Thursday, June 23, 2005

Carondelet Bakery Review


Carondelet Bakery is a throwback to time when life was much simpler.

The 125-year-old shop stands in Carondelet's Ivory Triangle, where farmers once shopped before heading back out to St. Louis County.

BY THERESA TIGHE
Of the St. Louis Post-Dispatch

Linda and Bob Smith joke that they are "dinosaurs" because they own, operate and live above the Carondelet Bakery. Their bakery probably is the last in St. Louis where the owner lives upstairs, just 18 steps away from his job, and it's one of only 10 or 11 stand-alone retail bake shops in the St. Louis area, according to the Master Retail Bakers group.

The 125-year-old shop stands in Carondelet's Ivory Triangle, where farmers once shopped before heading back out to St. Louis County. Two great brick ovens are buried beneath the yard. Another stands at the baking room's far wall. The earth in the yard once provided insulation for the ovens. Bakers used wooden paddles on 12-foot poles to put the baked goods in and remove them. The brick from one brick hearth would build a three-bedroom house. Smith now uses a more modern oven installed in the 1970s.

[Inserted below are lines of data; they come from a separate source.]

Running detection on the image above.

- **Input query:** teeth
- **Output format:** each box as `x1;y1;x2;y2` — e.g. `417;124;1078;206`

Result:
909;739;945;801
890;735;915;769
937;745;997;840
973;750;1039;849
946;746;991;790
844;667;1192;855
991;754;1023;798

Green glazed brick decorates the shop's front. Inside, gray marble lines the walls, and old-fashioned white and blue tile covers the floor. Round tables fill the aisle for customers who want to snack. The crystal clear glass cases are filled with almond crunch stollens, cream puffs, bread, chocolate-chip cookies and brownies. Doughnuts are sold for 47 cents. A loaf of wheat bread is $1.89. Everything in the shop is made from scratch with fresh ingredients and no preservatives.

Bob Smith began working in the Carondelet Bakery when he was 13 years old. He scraped, cleaned and swept the floor. He filled containers with poppy, caraway and sesame seeds, greased molds and pans. He made $1 an hour and $13.34 a week after taxes for 16 hours of work. At age 20, when Smith's boss decided to retire, Smith bought the place. He still laughs when ne recalls that he was too young to qualify for a car loan but he could buy a bakery with 18 employees.

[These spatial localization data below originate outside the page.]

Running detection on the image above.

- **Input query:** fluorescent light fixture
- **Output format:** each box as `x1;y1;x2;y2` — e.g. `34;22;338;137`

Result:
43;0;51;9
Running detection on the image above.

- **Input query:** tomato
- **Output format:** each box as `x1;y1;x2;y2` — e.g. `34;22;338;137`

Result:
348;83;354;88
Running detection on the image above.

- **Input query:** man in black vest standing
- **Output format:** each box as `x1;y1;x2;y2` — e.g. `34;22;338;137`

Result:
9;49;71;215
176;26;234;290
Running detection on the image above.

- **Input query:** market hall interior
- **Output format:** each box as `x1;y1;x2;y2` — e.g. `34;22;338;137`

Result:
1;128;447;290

The next year, he married Linda Neumann, his high-school sweetheart. He went to St. Mary's. She went to Notre Dame. They met in a Junior Achievement project. She had trained to be a licensed practical nurse, but as the babies came - the couple has four daughters - she worked more in the bakery. Cake decoration became her specialty. The couple sells about 250 wedding cakes a year. Linda Smith meets with every bride trying to fulfill her expectations and keep the price to $1.35 a serving. An elaborate cake sits in the baker's window. The cake is trimmed with traces of pink and burgundy flowers. Confetti-like strings of icing top the layers. The effect is called Victorian lace.

Bob Smith begins baking at 4 a.m. daily. Linda Smith begins at 6 a.m. He loves the smell of the shop on Saturday when he bakes rye bread. Bob Smith doesn't have much of a sweet tooth but he loves to eat the bread he bakes. Linda Smith does have a sweet tooth. One of her jobs is frying the doughnuts. She says that if she eats one doughnut hole, she will eat a dozen. So she tries to refrain.

The shop is a pretty, bright clean place like a Norman Rockwell painting of the village bake shop and it holds many memories. Bob and Linda Smith smile together as they recall feeding their girls strawberries as they sliced the fruit. Working in their home allowed them to be with their daughters, and the girls' friends liked to visit. There was always a treat, such as brownies or chocolate chip cookies.

"We have good girls," Linda Smith said. She laughs at the mention of chocolate chip cookies. She figures she and Bob have baked more than 1 million chocolate chip cookies in the past 24 years.

Bob says it is more difficult to make it in the bakery business than it was a couple of decades ago. Groceries have bakeries now. The fast-food companies sell breakfast. Even gas stations sell breakfast and bakery goods.

Sometimes Bob and Linda talk about the future. He is 45. She is 44. They wonder whether they should continue in the business for the next 20 years or so. They have no answers.